Very rarely, I’ll arrive, take one look at the pet, and know I’m not going to leave without helping them along – but even then, I’ll gently explain how much pain their pet is experiencing (It’s always with pets in severe pain that I take this approach) – I’ll point out the tension in their pet’s face, and bring into the light how much they are actually suffering. I’ll make it clear that they need to be able to let go of their pet, and not hold on too long because they love them so much.
The trigger points can be
- When your pet stops eating and drinking
- When your pet is in untreatable severe pain
- When your pet can’t get up anymore
- When your pet becomes incontinent, or can’t defecate or urinate
- When your pet’s having more bad days than (relatively) good ones
- When your pet has an inoperable tumour that has ulcerated
- When your pet looks at you, and you simply know
It can be hard to know when it’s time – these old dears can go up and down – they can seem to be at death’s door on one day, and then perk up the next – which is confusing and difficult for the people. I’ve had quite a few clients who’ve gone through this, and then felt awful because they’ve made a judgement that they’ve left it too late. My answer to this is that you only know that it’s time when it’s inevitable, there simply is no other way. I’ve been through this with a few of my pets.

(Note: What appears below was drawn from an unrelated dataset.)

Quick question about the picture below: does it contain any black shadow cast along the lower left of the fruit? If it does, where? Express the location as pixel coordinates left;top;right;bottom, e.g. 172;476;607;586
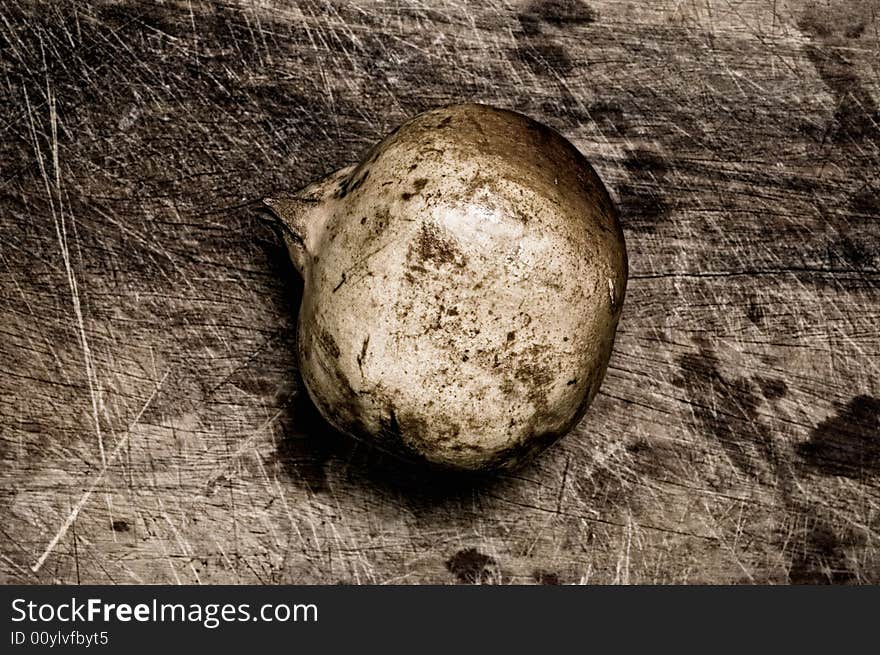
258;211;509;508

Remember that you will know, even if you don’t want to know. It’s perhaps better to take action a little sooner rather than leave it too late – because an emergency trip to the vet, after-hours, with an old pet in severe distress is an awful experience. And then you get to help your old friend pass on in dignity and peace, too.
At the same time, it’s ok to palliate and allow your old friend to make their own way to the other side. There are good pain relief medications, and they can be a gentle assistance if your beliefs make euthanasia difficult or morally impossible. You’ll have to work closely with your vet if you make this choice. And there are a small number of situations where your old friend is in severe pain that medication cannot relieve when euthanasia will be necessary, no matter what – particularly cancer of the bone, osteosarcoma.
Afterwards, you’ll be faced with a deep, deep well of grief. Sometimes the loss of your old friend will trigger unprocessed grief from the loss of family members from many years before – so remember this if you seem to be losing the plot, and let it flow. You may be confronted with a severe lack of understanding from other humans (“It’s only a pet, get over it!”). Try not to clock them with something hard and knobbly if you can help it. I advise (if possible) to take sick leave for a day, and to make sure you have lots of support from friends and family. Our pets are our family, and their loss is as significant as the loss of any family member.